Nesta segunda-feira (04.07) são celebrados os 240 anos da independência dos Estados Unidos da América (EUA). Esta foi a primeira luta de independência do continente americano e influenciou todas as outras, incluindo o processo de independência do Brasil.

Para entender este início do processo de descolonização do continente, é preciso conhecer o contexto em que se vivia. No final do século XVIII a relação entre as colônias americanas e a metrópole (Inglaterra) estava estremecida. A Inglaterra havia passado pela Guerra dos Sete Anos e, para tentar equilibrar o caixa, instituiu várias taxas e tributos para as colônias, além de ter ampliado seu controle sobre elas.

Alguns exemplos dessas cobranças que foram consideradas excessivas pela colônia eram a Lei do Açúcar (Sugar Act), que taxava o açúcar que entrava nos EUA que não viesse diretamente da Inglaterra, e a Lei do Chá (Tea Act), que aumentava os impostos sobre a comercialização do chá. Este controle rigoroso ia de encontro à relação de autonomia que havia entre as colônias e a metrópole até o século XVII. Além disso, floresciam as ideias iluministas de igualdade de direitos e liberdade política.

Os colonos se recusavam a pagar as taxas e tributos se não tivessem representação no parlamento inglês. Como esta demanda não foi aceita pela Inglaterra, foram iniciadas várias revoltas, sendo a mais conhecida a Festa do Chá de Boston (Boston Tea Party), um protesto contra a Lei do Chá, em que cargas foram jogadas no mar. Essas revoltas culminaram na guerra que levou à independência dos EUA, em 4 de julho de 1776.

A guerra foi apoiada por inimigos da Inglaterra, como França e Espanha, que cederam armamentos e navios. Apesar de terem participados soldados brancos, negros e indígenas, quem liderou o processo foi a elite colonial, formada por homens brancos e com renda suficiente para participar das eleições, que futuramente governariam o país.

Em 1787 foi promulgada a constituição dos EUA, transformando as 13 colônias em uma república federalista, ou seja, em Estados com autonomia para se governar e legislar, que juntos formavam o novo país.

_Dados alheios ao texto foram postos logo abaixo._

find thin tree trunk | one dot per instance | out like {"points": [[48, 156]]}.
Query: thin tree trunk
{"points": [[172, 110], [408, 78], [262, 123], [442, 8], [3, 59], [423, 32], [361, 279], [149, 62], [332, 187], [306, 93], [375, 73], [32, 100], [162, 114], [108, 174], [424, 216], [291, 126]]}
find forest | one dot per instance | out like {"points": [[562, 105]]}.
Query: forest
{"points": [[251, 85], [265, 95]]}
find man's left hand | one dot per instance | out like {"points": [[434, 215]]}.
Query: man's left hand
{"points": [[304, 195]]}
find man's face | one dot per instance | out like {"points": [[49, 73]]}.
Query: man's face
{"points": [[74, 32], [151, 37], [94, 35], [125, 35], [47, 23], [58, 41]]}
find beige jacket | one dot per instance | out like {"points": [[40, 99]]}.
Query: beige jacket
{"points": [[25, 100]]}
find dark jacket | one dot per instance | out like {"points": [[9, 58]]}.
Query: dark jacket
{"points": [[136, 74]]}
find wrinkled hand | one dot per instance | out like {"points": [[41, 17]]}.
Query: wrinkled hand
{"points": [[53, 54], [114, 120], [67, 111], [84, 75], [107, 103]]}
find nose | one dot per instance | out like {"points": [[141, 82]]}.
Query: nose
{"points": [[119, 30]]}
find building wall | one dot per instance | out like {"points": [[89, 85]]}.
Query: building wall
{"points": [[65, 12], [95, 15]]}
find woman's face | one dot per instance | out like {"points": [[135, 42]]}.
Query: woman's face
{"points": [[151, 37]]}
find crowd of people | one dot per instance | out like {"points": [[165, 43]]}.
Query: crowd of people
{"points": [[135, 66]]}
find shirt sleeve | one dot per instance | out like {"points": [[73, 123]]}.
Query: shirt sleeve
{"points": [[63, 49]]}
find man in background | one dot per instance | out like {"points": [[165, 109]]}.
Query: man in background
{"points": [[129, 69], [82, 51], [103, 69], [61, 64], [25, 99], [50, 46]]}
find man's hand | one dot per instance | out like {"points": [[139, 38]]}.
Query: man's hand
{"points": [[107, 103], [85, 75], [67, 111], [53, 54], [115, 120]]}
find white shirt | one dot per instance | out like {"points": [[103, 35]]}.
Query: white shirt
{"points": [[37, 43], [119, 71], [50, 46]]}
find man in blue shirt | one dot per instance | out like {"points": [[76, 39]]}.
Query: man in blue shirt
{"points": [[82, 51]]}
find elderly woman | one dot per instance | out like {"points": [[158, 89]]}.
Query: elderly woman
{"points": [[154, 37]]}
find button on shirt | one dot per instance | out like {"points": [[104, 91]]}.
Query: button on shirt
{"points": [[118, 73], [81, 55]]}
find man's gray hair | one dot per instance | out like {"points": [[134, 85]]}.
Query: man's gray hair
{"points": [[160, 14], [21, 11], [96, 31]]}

O século seguinte (XIX) foi um período importante na história americana, pois foi quando houve a expansão do país, com a conquista da porção Oeste do território, e quando aconteceu a Guerra de Secessão.

A conquista do Oeste estava diretamente ligada à chegada de imigrantes europeus em busca de uma vida melhor nos Estados Unidos. Eles tinham em mente que aquele era um território imenso a ser desbravado. Os próprios americanos, por sua vez, acreditavam na doutrina do Destino Manifesto, ou seja, que seu destino tinha sido traçado por Deus e consistia em conquistar territórios. Neste período de expansão, índios norte-americanos foram dizimados ou confinados em reservas.

A Guerra de Secessão aconteceu entre 1861 e 1865 e matou milhões de pessoas. Ela consistiu em um conflito entre estados do Norte – progressistas, abolicionistas e com economia industrial – e o estados do Sul – latifundiários, monocultores e escravistas.

Com a vitória do Norte e do projeto econômico que ele representava, os Estados Unidos se tornaram, cada vez mais, uma nação industrializante, expansionista e que acreditava em sua superioridade, se despontando como potência imperialista ainda no século XIX.

Uma consequência é que houve ressentimentos e resistências da população sulista, que enxergavam o fim de seu estilo de vida. Com isso, surgiram manifestações violentas de racismo, como aquelas vindas do grupo de extrema direita Ku Klux Klan (KKK).